Taylor Swift is clarifying her stance. After years of her fanbase (and her non-supporters) aching for her to say something, anything, in regards to her politics, her Lover era has made a point of making her views abundantly clear. While some will probably still see it as too little, too late, Taylor Swift's story about what made her speak out on politics is eye-opening, at the very least. And she owns how much of a mistake it was not to make her values crystal clear sooner.

In an interview for the Vogue September cover issue (Vogue's biggest cover of the year), Swift opened up about her politics, sexism, and how it has affected her career, and yes, the Kim and Kanye drama. She starts off by talking about "You Need To Calm Down" and its blatantly political meaning. Each verse points a spotlight on different social issues.

“The first verse is about trolls and cancel culture.
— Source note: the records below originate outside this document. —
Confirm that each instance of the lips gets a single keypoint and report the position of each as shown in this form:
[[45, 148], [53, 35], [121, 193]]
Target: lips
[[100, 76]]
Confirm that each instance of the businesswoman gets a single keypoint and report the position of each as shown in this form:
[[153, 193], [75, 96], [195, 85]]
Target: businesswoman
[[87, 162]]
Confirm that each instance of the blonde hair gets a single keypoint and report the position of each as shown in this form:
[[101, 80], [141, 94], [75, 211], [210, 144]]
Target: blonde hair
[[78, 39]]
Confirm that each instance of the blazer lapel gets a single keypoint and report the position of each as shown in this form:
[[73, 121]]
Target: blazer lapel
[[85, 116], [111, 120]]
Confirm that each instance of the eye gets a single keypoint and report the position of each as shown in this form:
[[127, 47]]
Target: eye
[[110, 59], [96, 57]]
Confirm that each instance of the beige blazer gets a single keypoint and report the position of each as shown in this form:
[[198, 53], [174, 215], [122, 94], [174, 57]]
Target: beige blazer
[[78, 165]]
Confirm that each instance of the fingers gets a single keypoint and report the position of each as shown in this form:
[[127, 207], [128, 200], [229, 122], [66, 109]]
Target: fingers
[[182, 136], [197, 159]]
The second verse is about homophobes and the people picketing outside our concerts. The third verse is about successful women being pitted against each other," she explained.
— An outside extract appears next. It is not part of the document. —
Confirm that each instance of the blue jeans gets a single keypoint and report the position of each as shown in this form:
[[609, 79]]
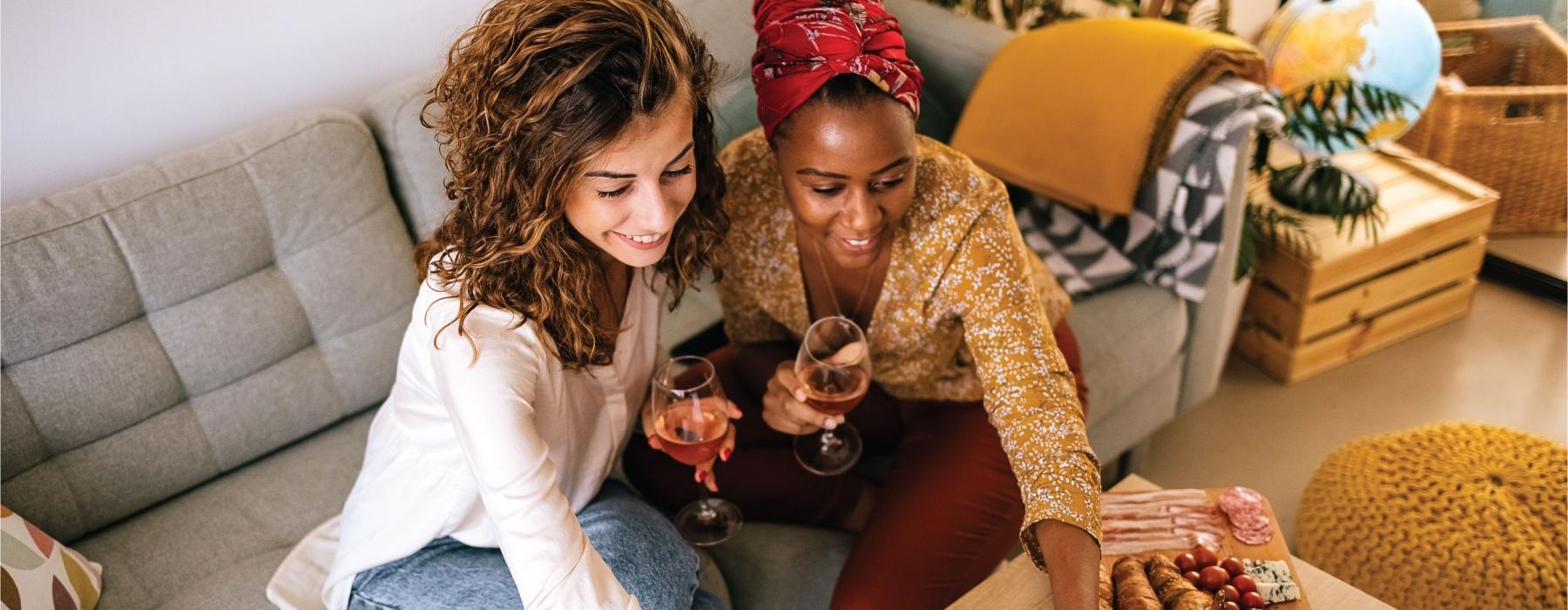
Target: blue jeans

Todrick Hall, one of Swift's best friends who starred in and co-executive produced the "YNTCD" video, comes up in conversation quickly as the tipping point for Swift realizing she hadn't done enough to make her LGBTQ supporters feel she supported them.

“Maybe a year or two ago, Todrick and I are in the car, and he asked me, 'What would you do if your son was gay?'" she said.

“The fact that he had to ask me . . . shocked me and made me realize that I had not made my position clear enough or loud enough," she said, adding that her response to Hall was, "'If my son was gay, he’d be gay. I don’t understand the question.'"

Hall, who is openly gay, echoed that sentiment in a 2018 interview with Elite Daily, where he said in the early days of his and Swift's friendship, he wasn't sure if he could openly talk to her about his love life.

“If he was thinking that, I can’t imagine what my fans in the LGBTQ community might be thinking,” Swift told Vogue. “It was kind of devastating to realize that I hadn’t been publicly clear about that.”

Swift said the reason she chose now to advocate for queer rights is because of the current political climate. While she doesn't call out President Trump by name, she seems to refer to Trump and his administration's policies as what contributed her new stance on speaking out.

“Rights are being stripped from basically everyone who isn’t a straight white cisgender male,” she said. “I didn’t realize until recently that I could advocate for a community that I’m not a part of. It’s hard to know how to do that without being so fearful of making a mistake that you just freeze. Because my mistakes are very loud. When I make a mistake, it echoes through the canyons of the world. It’s clickbait, and it’s a part of my life story, and it’s a part of my career arc.”

Now that she's learned how to be an effective ally, she's fully leaning in. Swift finally made her political opinions clear in 2018 in her Instagram about the Tennessee midterm elections. She then made the gay-as-hell "YNTCD" music video that included an urge to the viewers to sign her petition in support of the Equality Act, which has garnered signatures from presidential candidates.

If the Reputation era was all about protecting her privacy (which she says in the Vogue interview was essentially a "bunker" surrounding her music catalog), the Lover era is about Swift finally being openly political. Oh, and in love. Duh.